As to Protestants who allege that the law is contrary to the law of God, and therefore that they cannot with a good conscience obey it, we have very little in addition to say. There are no principles in common between them and us, on which the question can be decided. We have shown them that they are bound to obey the civil law till they can bring a higher authority than the state, and a higher than their own private judgment, to set it aside as repugnant to the law of God. This higher authority they have not, and therefore for them there is no higher law. Will they allege the Sacred Scriptures? That will avail them nothing till they show that they have legal possession of the Scriptures, and that they are constituted by Almighty God a court with authority to interpret them and declare their sense. As this is what they can never do, we cannot argue the Scriptural question with them. We will only add, that there is no passage in either the Old Testament or the New that declares it repugnant to the law of God, or law of eternal justice, to deliver up the fugitive slave to his master; and St. Paul sent back, after converting him, the fugitive slave Onesimus to his master Philemon. This is enough; for St. Paul appears to have done more than the recent law of Congress demands; he seems to have sent back the fugitive without being requested to do so by his owner; but the law of Congress only requires the fugitive to be delivered up when claimed by his master. It will not do for those who appeal to the Sacred Scriptures to maintain either that St. Paul was ignorant of the law of God, or that be acted contrary to it. This fact alone concludes the Scriptural question against them.
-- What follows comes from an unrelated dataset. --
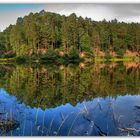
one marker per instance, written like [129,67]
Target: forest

But we have detained our readers long enough. We have said more than was necessary to satisfy the intelligent and the candid, and reasoning is thrown away upon factionists and fanatics, Abolitionists and philanthropists. There is no question that the country is seriously in danger. What, with the sectionists at the North and the sectionists at the South, with the great dearth of true patriots, and still greater dearth of statesmen, in all sections of the Union, it will go hard but the Union itself receive some severe shocks. Yet we trust in God it will be preserved, although the American people are far from meriting so great a boon. After the humiliation of ourselves, and prayer to God, we see nothing to be done to save the country, but for all the friends of the Union, whether heretofore called Whigs or Democrats, to rally around the Union, and form a grand national party, in opposition to the sectionists, factionists, and fanatics, of all complexions, sorts, and sizes. It is no time now to indulge old party animosities, or to contend for old party organizations. The country is above party, and all who love their country, and wish to save the noble institutions left us by our fathers, should fall into the ranks of one and the same party, and work side by side, and shoulder to shoulder, for the maintenance of the Union and the supremacy of law. We see strong indications that such a party is rapidly forming throughout the country, and we say, let it be formed, --the sooner the better. Let the party take high conservative ground, against all sorts of radicalism and ultraism, and inscribe on its banner, THE PRESERVATION OF THE UNION, AND THE SUPREMACY OF LAW, and it will command the support, we doubt not, of a large majority of the American people, and deserve and receive, we devoutly hope, the protection of Almighty God, who, we must believe, has after all great designs in this country. Above all, let our Catholic fellow-citizens in this crisis be faithful to their duty, even though they find Mr. Fillmore's administration and our Protestant countrymen madly and foolishly hostile to them; for on the Catholic population, under God, depend the future destinies of these United States. The principles of our holy religion, the prayers of our Church, and the fidelity to their trust; of the Catholic portion of the people, are the only sure reliance left us.